My grandfather passed away Sunday at the age of 89. I was asked to write up a remembrance of him, based on the writings he left behind.

World War II veteran took a lucky leap of faith
A series of fortunate events gave Merle Elmer Brann the opportunity to meet the love of his life. And unlike Rhett Butler, the dashing rogue from his favorite film Gone With the Wind, he didn’t allow his Scarlett to slip away.
When he enlisted in the U.S. Army in 1940, a year after graduating from high school, a chance conversation with a friend in a hallway delayed him from signing up the day he had intended. It also kept him from a tour of duty in the Philippines, from where very few returned.

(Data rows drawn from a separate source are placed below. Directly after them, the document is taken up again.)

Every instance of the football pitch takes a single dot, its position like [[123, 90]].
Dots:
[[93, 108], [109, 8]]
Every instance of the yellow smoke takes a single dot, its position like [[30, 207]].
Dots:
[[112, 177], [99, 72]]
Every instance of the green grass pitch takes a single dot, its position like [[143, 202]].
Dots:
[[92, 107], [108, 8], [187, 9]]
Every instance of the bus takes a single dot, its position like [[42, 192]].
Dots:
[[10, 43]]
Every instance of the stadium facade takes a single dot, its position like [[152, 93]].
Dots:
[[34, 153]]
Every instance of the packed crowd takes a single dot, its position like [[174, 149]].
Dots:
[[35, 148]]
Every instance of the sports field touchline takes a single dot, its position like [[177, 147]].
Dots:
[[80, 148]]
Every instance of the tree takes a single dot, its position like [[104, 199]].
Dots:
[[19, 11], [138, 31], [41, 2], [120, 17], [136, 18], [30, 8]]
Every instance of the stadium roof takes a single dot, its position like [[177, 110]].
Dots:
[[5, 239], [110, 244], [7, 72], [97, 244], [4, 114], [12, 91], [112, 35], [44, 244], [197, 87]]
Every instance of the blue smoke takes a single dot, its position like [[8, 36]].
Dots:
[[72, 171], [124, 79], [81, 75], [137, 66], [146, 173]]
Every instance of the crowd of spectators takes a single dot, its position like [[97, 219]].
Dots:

Mr. Brann finished basic training at Camp Jackson, S.C. (later renamed Fort Jackson), and, as a member of the 20th Regiment of the 6th Infantry Division, he participated in the largest peacetime maneuvers in Army history.
Stationed on Kodiak Island, Alaska, he was involved in an automobile accident while on guard duty. His head and shoulder injuries were so severe the doctor assumed he would die and didn’t clean the wound. Yet fortune smiled yet again—although he remained in the hospital for ten weeks, Mr. Brann fully recovered. Years later, gravel pieces from the road would still appear on his scalp, a reminder of that fateful night.
He declined a medical discharge, based on the accident, out of feelings of duty and loyalty. He didn’t want to leave his men.
Promoted to Staff Sergeant, he was sent to school to receive training in Army Engineering Training School as a camouflage instructor. June, 7, 1945, he met Josephine Agnes Sutton in a Washington, D.C., nightclub and, luckily, they happened to share a bus headed the same direction. They struck up a conversation, and he offered to visit her hometown the next day.
Both knew there was something special—maybe even love at first sight—but time was short. His school was ending in less than two weeks. Afterward, he expected to be sent to California, clear on the other side of the country. So he mustered up his courage and proposed marriage on Wednesday, June 12.
“It was the only way we could be together,” she recalls. “So I said ‘yes.’”
One day after school ended—just three weeks after meeting—they wed on June 23 at Saint Paul’s Episcopal Church in Alexandria, Va. Pressed into quick service, most of his groomsmen were fellow members of the Army. Most of Josephine’s family attended, though travel during the war was difficult.
Maybe he wasn’t exactly Rhett Butler. Maybe she wasn’t Scarlett. But, in the end, together they embarked on the greatest of adventures: 65 years of wedded bliss.
In his later years, he struggled with lymphoma and lung cancer. Through it all, he always kept his good humor and sunny disposition, his faith and family ties. He passed away on March 27, 2011, at the age of 89, surrounded by his children and—of course—Josephine.
It was the right ending for a romance too good for the silver screen.